Heather Mac Donald’s Diversity Delusion
Mac Donald is an example of the very bias that she claims does not exist.
Heather Mac Donald’s book The Diversity Delusion is a call for pure meritocracy. She proclaims, with a derisive sneer towards college students and activists, that any disparities in gender or racial groups are derived from natural inequalities, not from institutional racism or sexism. She and her fans would argue that, while racism and sexism existed once, it’s all behind us now.
It’s a nice story, albeit a fictional one.
The right wing invests a lot in this story, and it’s not hard to see why. If no discrimination exists today, and the effects of past discrimination have completely faded away, then the world is fine, maybe close to perfect. The rich and powerful are better people, and the poor and weak are worse people. Conservative institutions are exonerated and no government intervention is needed.

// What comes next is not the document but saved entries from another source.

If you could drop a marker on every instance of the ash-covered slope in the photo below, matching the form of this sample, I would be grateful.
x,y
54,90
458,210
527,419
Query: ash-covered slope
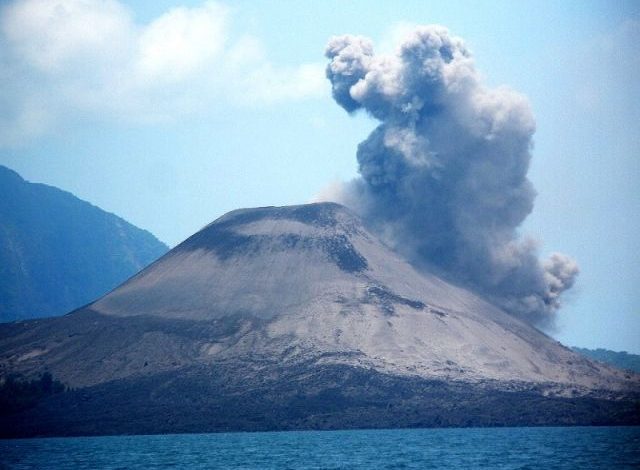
x,y
291,313
321,285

But to tell this story, they must ignore empirical evidence of bias while punishing, as much as possible, those who argue that discrimination still exists.

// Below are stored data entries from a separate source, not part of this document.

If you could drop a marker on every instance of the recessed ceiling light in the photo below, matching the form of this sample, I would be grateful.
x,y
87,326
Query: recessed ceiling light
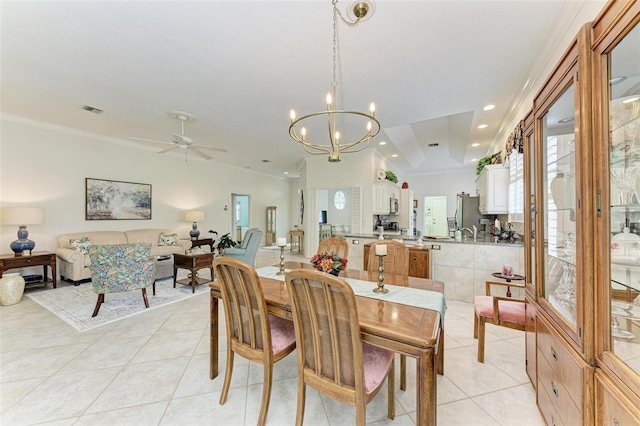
x,y
91,109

But in its quest for an ideologically satisfying fiction, the right has sacrificed every last bit of self-reflection. Even the most talented right-wing pundits slip up occasionally, revealing their prejudices in moments of frustration. The less socially skilled simply repeat their prejudices ad nauseam in the comments of conservative Youtube videos.

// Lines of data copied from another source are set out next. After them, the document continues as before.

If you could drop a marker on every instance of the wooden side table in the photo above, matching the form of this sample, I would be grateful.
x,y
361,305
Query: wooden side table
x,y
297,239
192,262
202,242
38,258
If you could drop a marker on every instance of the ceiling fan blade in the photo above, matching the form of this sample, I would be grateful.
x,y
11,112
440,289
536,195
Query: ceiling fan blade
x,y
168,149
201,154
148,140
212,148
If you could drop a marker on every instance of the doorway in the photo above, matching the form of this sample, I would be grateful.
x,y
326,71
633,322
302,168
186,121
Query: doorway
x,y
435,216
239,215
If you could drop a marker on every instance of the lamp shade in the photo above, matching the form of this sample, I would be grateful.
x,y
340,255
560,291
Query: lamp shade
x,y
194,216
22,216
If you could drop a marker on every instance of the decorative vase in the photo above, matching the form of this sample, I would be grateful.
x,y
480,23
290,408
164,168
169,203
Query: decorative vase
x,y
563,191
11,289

One would think, however, that a polished speaker like Mac Donald would be careful enough not to admit to bias, which, remember, does not and cannot exist anymore. And yet, in a speech at Hillsdale College, she explains what happens when she sees a female name come up for consideration for a CEO position:
“Even before California mandated female board hires, I routinely voted against every female who shows up on a proxy ballot, since I assume that she is there because of her sex and not her business experience.”
This is a textbook example of bias. Mac Donald thinks that a woman could not possibly possess the business acumen to be a viable CEO. How quickly the vital principle of meritocracy was tossed aside based on nothing but assumption and arrogance.
What’s striking in how blind Mac Donald and others are to their own bias. But that’s the point. If Mac Donald won’t vote for a female CEO, how many men won’t? How many women were denied even a chance to be denied by Mac Donald because someone else down the line thinks the same way as she does? How many girls are discouraged from even pursuing a career in business or science or mathematics? The answer is that no one knows. But one thing we know from watching Mac Donald’s speech is that denying the problem isn’t significantly different from being the problem.
Near the end of her talk at Hillsdale, Mac Donald issues a challenge:
”[…]if [bias] is so ubiquitous, give me just one name of a female faculty candidate or an underrepresented minority who was not given a job which he or she had superior qualifications for. Or, I’ll make it easy on you, we simply overlooked in a job search.”
If she wants a name, I suggest she go back to those proxy votes and take a look at some of the names that she passed over.